VIEW: Big tech needs regulation but government action no solution – By Swaminathan S Anklesaria Aiyar (The Economic Times) / Oct 25 2020
Synopsis: Some aspects of the internet giants (including Google) should be regulated. Their tax loopholes should be closed. But the reason is less their monopoly power than unanticipated side-effects such as privacy problems and proliferation of hate speech and falsehoods.

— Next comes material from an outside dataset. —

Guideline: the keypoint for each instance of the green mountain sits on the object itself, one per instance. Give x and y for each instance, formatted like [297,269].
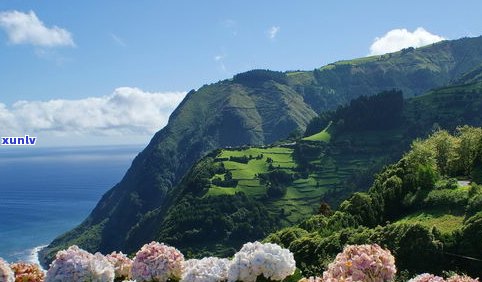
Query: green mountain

I am among those favouring regulation of the internet giants — Google, Facebook, Amazon, Apple, and Microsoft — because of their humungous control of viewers’ data (raising issues of privacy and national security) and unintended role in spreading falsehoods and hate speech. But I am sceptical of the US government’s move to prosecute and break up Google, claiming advertisers and viewers are harmed by its being “the unchallenged gateway to the internet for billions of users worldwide”.
A brilliant policy paper by Ryan Bourne of the Cato Institute, ‘Is This Time Different’, shows that anti-monopoly cases can end farcically, with the supposed monopoly being ousted by new innovations. Economist Joseph Schumpeter said the “creative destruction” of innovation constantly killed established giants, creating new ones. Innovation, rather than government controls on market share, was the key killer of monopolies.
IBM seemed a classic monopolist in mainframe computers in the 1970s. An anti-trust case against IBM lasted 13 years but then collapsed since the personal computer and laptop killed IBM’s supposed mainframe monopoly. They are in turn threatened by the smartphone.